One study noted that gluten, wheat, related proteins and FODMAPs “are the most relevant IBS symptom triggers,” although they acknowledged that the most significant offenders among that list have not yet been elucidated. Modern processing technology has made it possible to isolate gluten protein from the carbohydrate it typically comes along with in wheat and select other grains, but grain-based products are likely the biggest source of gluten in the American diet. It’s interesting to note, then, that a very low-carbohydrate diet was shown to improve symptoms and quality of life in overweight patients with diarrhea-predominant IBS (IBS-D). This protocol called for just 4% of total calories from carbohydrate (and all meals were provided to participants).

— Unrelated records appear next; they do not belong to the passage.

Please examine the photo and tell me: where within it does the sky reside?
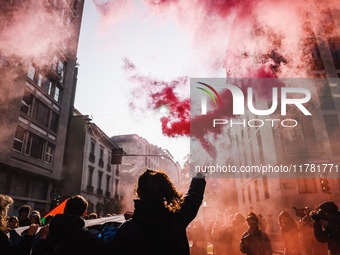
[75,1,231,166]
[75,0,337,167]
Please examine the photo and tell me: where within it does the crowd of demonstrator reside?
[0,169,340,255]
[188,201,340,255]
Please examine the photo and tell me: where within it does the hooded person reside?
[0,194,38,255]
[115,169,205,255]
[240,212,272,255]
[32,195,110,255]
[279,211,301,255]
[311,201,340,255]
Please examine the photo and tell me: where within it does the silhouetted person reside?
[228,212,248,255]
[29,211,42,226]
[279,211,301,255]
[32,195,110,255]
[240,212,272,255]
[188,220,207,255]
[210,215,232,255]
[299,209,328,255]
[0,194,38,255]
[19,205,31,227]
[113,169,205,255]
[312,201,340,255]
[256,213,267,232]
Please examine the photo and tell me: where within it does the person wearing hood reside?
[240,212,272,255]
[311,201,340,255]
[32,195,109,255]
[114,169,205,255]
[0,194,38,255]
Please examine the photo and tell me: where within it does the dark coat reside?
[240,229,272,255]
[314,214,340,255]
[0,230,33,255]
[112,177,205,255]
[32,214,108,255]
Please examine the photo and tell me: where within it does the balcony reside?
[97,189,103,196]
[98,159,104,168]
[86,185,93,193]
[89,153,96,163]
[106,164,111,173]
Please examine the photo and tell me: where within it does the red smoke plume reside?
[123,58,190,137]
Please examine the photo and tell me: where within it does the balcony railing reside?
[97,189,103,196]
[106,164,111,173]
[86,185,93,193]
[89,153,96,163]
[98,159,104,167]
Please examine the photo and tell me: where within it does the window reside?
[106,175,111,193]
[13,126,55,164]
[57,60,64,80]
[97,171,103,195]
[50,112,59,133]
[33,100,50,127]
[248,185,252,203]
[52,56,59,71]
[25,133,45,160]
[115,179,119,197]
[297,178,317,193]
[99,147,104,160]
[310,42,325,70]
[323,114,340,155]
[318,82,335,110]
[13,175,30,197]
[53,85,62,103]
[38,74,43,87]
[87,166,94,186]
[45,143,55,164]
[256,131,264,164]
[13,126,25,152]
[254,180,260,201]
[262,176,269,199]
[42,78,53,96]
[20,92,33,116]
[27,63,35,81]
[90,141,95,154]
[328,41,340,59]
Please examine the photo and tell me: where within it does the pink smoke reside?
[0,0,79,64]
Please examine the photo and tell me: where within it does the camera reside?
[242,234,250,242]
[311,211,327,221]
[292,207,309,218]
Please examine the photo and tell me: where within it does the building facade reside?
[0,0,84,214]
[111,134,180,210]
[229,4,340,236]
[63,111,121,215]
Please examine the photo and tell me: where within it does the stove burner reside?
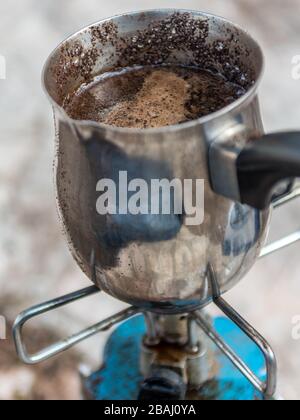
[13,188,300,400]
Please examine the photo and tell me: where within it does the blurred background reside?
[0,0,300,400]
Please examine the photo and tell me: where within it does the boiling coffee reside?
[65,66,245,129]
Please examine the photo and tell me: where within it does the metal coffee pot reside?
[44,10,300,314]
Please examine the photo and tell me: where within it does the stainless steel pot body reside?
[44,10,270,313]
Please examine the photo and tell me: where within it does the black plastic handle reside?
[237,132,300,209]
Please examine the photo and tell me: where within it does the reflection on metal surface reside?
[13,287,140,365]
[45,10,269,314]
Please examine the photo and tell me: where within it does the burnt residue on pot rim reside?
[42,9,264,134]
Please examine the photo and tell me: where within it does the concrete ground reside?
[0,0,300,400]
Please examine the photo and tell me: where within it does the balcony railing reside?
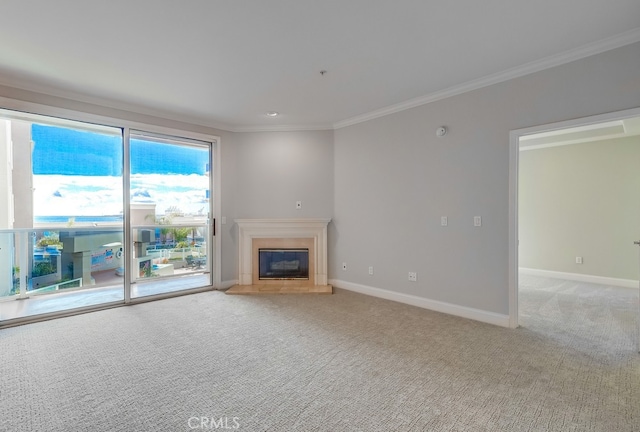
[0,224,209,301]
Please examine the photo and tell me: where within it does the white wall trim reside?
[329,279,509,327]
[519,267,640,289]
[0,28,640,132]
[333,28,640,129]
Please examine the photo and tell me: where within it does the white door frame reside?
[509,108,640,328]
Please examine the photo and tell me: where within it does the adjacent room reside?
[0,0,640,432]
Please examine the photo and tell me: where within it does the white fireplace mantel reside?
[235,218,331,285]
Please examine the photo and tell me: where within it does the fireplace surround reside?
[235,218,331,286]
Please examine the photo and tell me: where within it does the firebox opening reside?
[258,248,309,280]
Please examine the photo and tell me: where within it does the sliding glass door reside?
[0,109,215,326]
[0,110,124,319]
[129,131,213,298]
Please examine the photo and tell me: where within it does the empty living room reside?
[0,0,640,432]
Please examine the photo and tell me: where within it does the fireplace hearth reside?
[234,218,332,294]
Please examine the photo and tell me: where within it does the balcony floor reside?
[0,270,210,324]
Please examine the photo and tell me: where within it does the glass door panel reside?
[129,132,212,298]
[0,110,125,319]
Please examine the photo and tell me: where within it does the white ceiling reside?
[0,0,640,131]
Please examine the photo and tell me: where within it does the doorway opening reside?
[509,109,640,352]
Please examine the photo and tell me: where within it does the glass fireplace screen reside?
[258,249,309,280]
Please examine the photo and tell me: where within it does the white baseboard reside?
[329,279,509,327]
[217,279,238,289]
[518,267,638,288]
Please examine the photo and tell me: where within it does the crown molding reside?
[333,27,640,129]
[0,76,238,132]
[231,124,334,133]
[0,27,640,132]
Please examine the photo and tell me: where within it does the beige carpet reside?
[0,281,640,432]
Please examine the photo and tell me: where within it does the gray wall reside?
[0,85,237,281]
[234,131,333,218]
[0,43,640,314]
[518,136,640,280]
[329,43,640,314]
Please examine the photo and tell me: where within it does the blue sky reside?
[32,124,210,216]
[31,124,208,176]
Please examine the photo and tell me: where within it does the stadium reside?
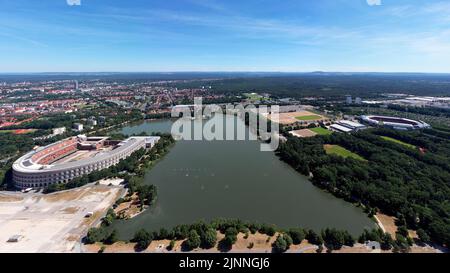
[13,135,160,189]
[360,115,431,130]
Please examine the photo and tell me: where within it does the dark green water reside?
[114,117,375,239]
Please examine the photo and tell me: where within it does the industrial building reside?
[360,116,431,130]
[13,135,160,189]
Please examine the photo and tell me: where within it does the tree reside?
[185,229,201,250]
[201,228,217,248]
[380,232,394,250]
[306,230,323,246]
[132,229,153,250]
[394,234,410,252]
[322,228,345,250]
[222,227,238,248]
[272,235,288,253]
[85,227,109,244]
[167,240,176,250]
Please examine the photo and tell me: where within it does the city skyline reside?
[0,0,450,73]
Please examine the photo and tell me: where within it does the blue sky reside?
[0,0,450,72]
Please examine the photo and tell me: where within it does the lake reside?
[114,116,375,239]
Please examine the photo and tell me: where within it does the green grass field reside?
[324,145,367,161]
[243,93,264,101]
[295,115,322,120]
[309,127,333,136]
[380,136,416,149]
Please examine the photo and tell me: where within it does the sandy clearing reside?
[0,185,125,252]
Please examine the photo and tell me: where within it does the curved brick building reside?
[13,135,159,189]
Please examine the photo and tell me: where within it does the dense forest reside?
[277,129,450,246]
[173,73,450,99]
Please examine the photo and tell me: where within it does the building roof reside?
[330,124,353,133]
[339,120,366,128]
[13,137,149,173]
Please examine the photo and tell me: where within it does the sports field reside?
[309,127,333,136]
[323,144,367,161]
[267,111,326,124]
[381,136,416,149]
[295,115,322,120]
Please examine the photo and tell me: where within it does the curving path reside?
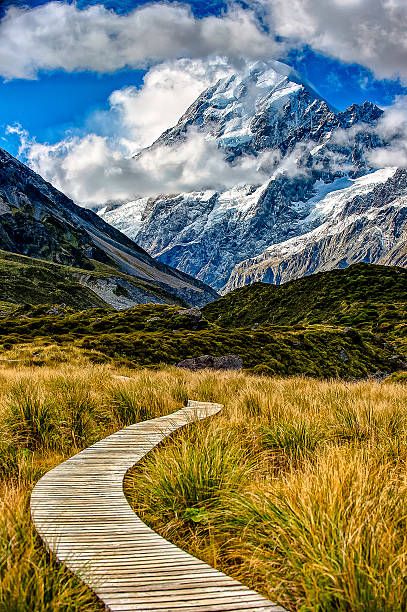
[31,401,284,612]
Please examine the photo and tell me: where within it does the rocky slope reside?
[0,149,217,306]
[100,62,407,290]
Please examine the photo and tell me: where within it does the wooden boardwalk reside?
[31,402,284,612]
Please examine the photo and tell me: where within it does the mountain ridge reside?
[0,149,217,305]
[100,62,407,292]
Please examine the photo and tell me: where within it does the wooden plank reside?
[31,401,284,612]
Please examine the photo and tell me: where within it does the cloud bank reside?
[11,128,274,207]
[0,2,279,79]
[0,0,407,82]
[262,0,407,82]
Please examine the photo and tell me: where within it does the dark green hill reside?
[203,264,407,331]
[0,260,407,379]
[0,251,191,317]
[0,148,218,306]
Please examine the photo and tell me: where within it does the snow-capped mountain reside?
[100,62,407,289]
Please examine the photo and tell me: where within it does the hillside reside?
[0,144,217,306]
[0,265,407,378]
[203,264,407,331]
[0,251,201,316]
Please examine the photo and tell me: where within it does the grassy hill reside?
[204,264,407,331]
[0,266,407,378]
[0,251,193,316]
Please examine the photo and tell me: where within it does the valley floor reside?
[0,366,407,612]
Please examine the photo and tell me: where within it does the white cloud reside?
[10,128,274,207]
[106,59,231,154]
[262,0,407,80]
[0,2,278,79]
[369,96,407,168]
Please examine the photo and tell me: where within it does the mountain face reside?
[100,62,407,290]
[0,149,217,306]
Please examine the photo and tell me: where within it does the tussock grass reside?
[0,360,407,612]
[125,373,407,612]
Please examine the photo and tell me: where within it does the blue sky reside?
[0,0,407,207]
[0,0,406,154]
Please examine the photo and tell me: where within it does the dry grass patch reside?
[126,373,407,612]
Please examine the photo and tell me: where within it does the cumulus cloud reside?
[262,0,407,81]
[0,2,278,79]
[105,58,231,154]
[369,96,407,168]
[9,127,274,207]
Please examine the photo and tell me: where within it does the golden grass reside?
[0,360,407,611]
[126,374,407,612]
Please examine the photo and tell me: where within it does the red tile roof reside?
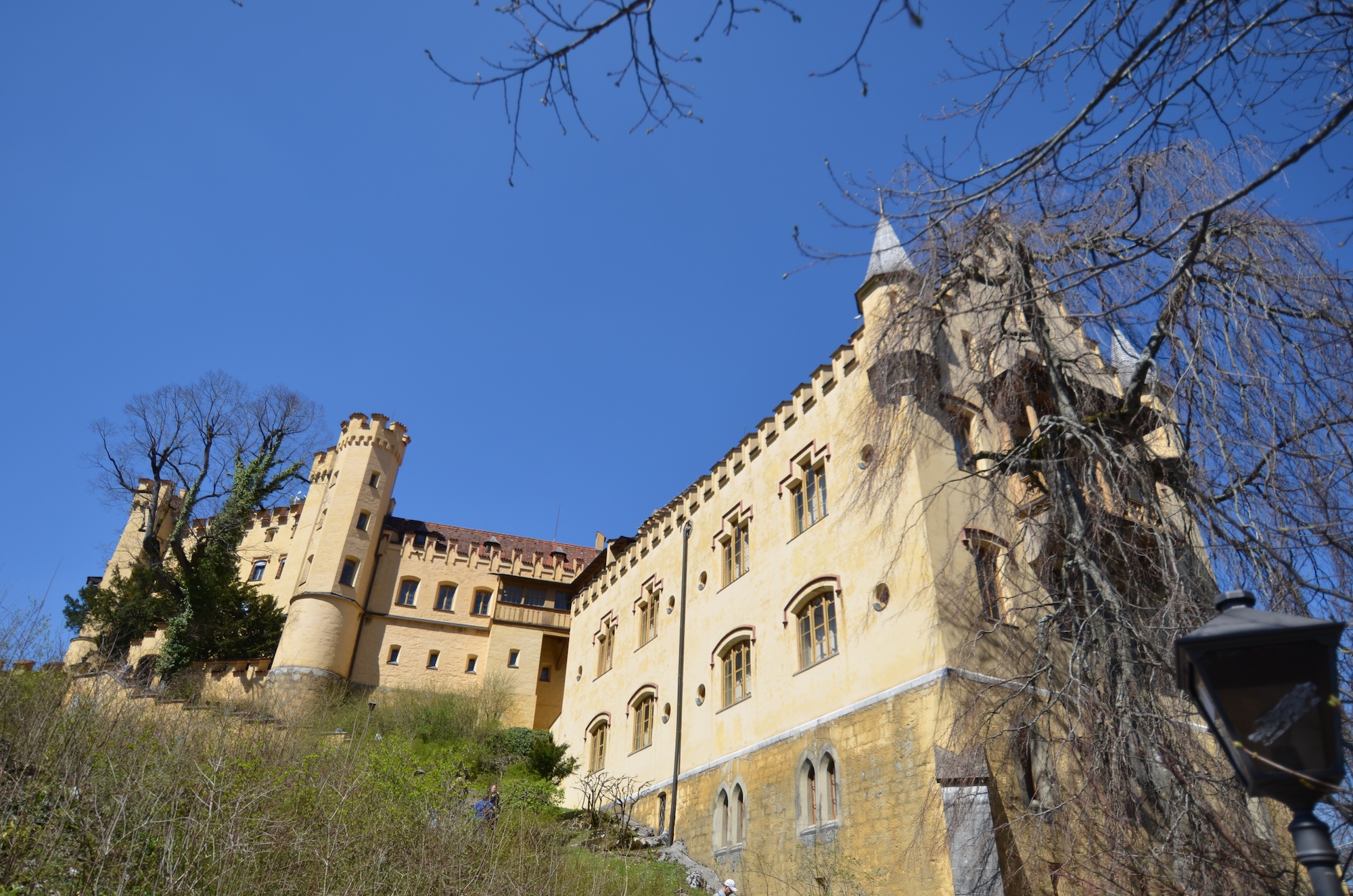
[384,517,599,566]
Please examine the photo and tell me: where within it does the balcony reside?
[494,601,572,632]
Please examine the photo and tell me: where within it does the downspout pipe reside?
[667,520,690,843]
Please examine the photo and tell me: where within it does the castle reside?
[68,219,1164,896]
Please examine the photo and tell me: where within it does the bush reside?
[526,731,578,784]
[0,673,675,896]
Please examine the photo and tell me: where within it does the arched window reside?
[801,761,817,827]
[635,692,658,751]
[721,639,752,707]
[969,538,1007,621]
[823,754,839,822]
[587,722,610,774]
[798,592,838,669]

Such a dramatically low carb intake allowed for very little total plant food—grains, vegetables and fruits—yet the subjects had “a profound clinical response in their IBS-D symptoms.” Physicians using low-carb and ketogenic diets in their practices have reported dramatic improvements in their patients with IBS. There’s certainly room for fiber on ketogenic diets, but it’s possible that individuals with IBS who adopt a keto diet may do better with less fiber, rather than more.
Clinical trials, reports from physicians, and patient self-reports show that Paleo, Primal, low-carb and low FODMAP diets can all be effective for improving IBS symptoms. These dietary approaches are customizable and can be constructed with a large or small proportion of vegetables, a high or low amount of saturated fat or other types of fat, plant-based or animal-dominant, and include grains and legumes or prohibit them. So perhaps there’s not a one-size-fits-all solution to IBS, but rather, different approaches may be needed for different individuals.